Previous Writer to Writer Mentees
Spring 2015 Session
Sara-Kate Astrove is a first-year MFA Creative Writing student at the New School. Originally from Wellesley, Massachusetts, she has lived in Los Angeles, China, and Japan. She enjoys rompers, peach rings, and filmmaking.
Sara-Kate worked with the writer Deb Olin Unferth.
What were your goals for this program, and how did you communicate them to your mentor?
Since I am in the New School's MFA program and had recently made the switch from poetry to nonfiction, I expressed to Deb that I was unsure how the genre change would affect my writing style. We discussed my comfort with language and detail and how I could maintain these qualities while organizing a larger work. Deb helped me break down the different parts of my story through focusing on one piece at a time. In doing so, she allowed me to trust that the big picture would reveal itself to me as I constructed its individual components.
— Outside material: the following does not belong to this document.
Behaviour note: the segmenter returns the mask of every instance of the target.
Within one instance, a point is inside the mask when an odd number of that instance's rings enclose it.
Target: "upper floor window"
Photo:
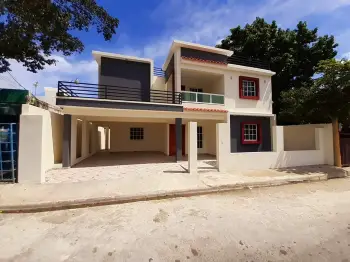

This made the process far less daunting.
How would you describe the matching process and how well matched you were with your mentor?
I don't think I was quite what Deb expected going into the process, but I'm so glad she chose me! During our first conversation, she discussed her reasons for selecting me, and it was very encouraging to hear how much my voice and tone caught her eye. It turned out to be an amazing match. Her first book, Revolution: The Year I Fell in Love and Went to Join the War, is a memoir in which she revisited her fascinating adventure as a young adult. After its publication, she has written both fiction and nonfiction. I, too, am working on a memoir about my adventures/antics and hope to dabble in a variety of genres in the future. It was incredibly beneficial to be paired with someone whose career trajectory is one I aspire to follow.
Was there a specific time you felt that you and your mentor "clicked"?
From our initial, magical conversation, I knew that I'd found a kindred spirit. When Deb first gave me feedback on the pieces I'd sent her, she told me that she would address me as though I were her colleague as opposed to her student. I feared harsh criticism, but her comments put me at ease. Deb’s sincere and perceptive feedback helped me identify patterns in my work that I hadn't quite pieced together. She helped direct my attention to the areas in my thought process that require more digging and development on my part.
What advice do you have for people entering the program next?
Go to the AWP conference if you can! After working together remotely for several months, it was surreal to finally meet at the conference. Having attended around fifteen conferences, Deb was the most popular girl in town and took me under her wing. As she introduced me to her friends, I felt fabulous by association. People even said we look like sisters, which I greatly enjoyed.
What is something you learned from your mentor or this process?
I can be anxious at times and repeatedly asked Deb whether she remembered being in my fledgling position. I wanted to know how she got from A to B, and how she stayed motivated in the interim. Since I'm just starting out, it can be hard to trust that I will ever accomplish my goals. But everyone started out in that grey area, and Deb assured me that my work would lead to great things.
In what ways did this experience differ from, say, taking a creative writing class or workshop?
Another set of eyes is always beneficial, and Deb is an expert. The one-on-one dynamic felt intimate and honest.
Where will you and your mentor go from here, following the formal conclusion of the program?
Deb has set me on the path to my memoir! The more I plug away, writing and rewriting, I am starting to see my story take shape. I will keep her up-to-date every step of the way, and when I reach the next stage of my process—publishing!—I know Deb will be there to help me navigate. I'm on the right track and must avoid the temptation to speed through it.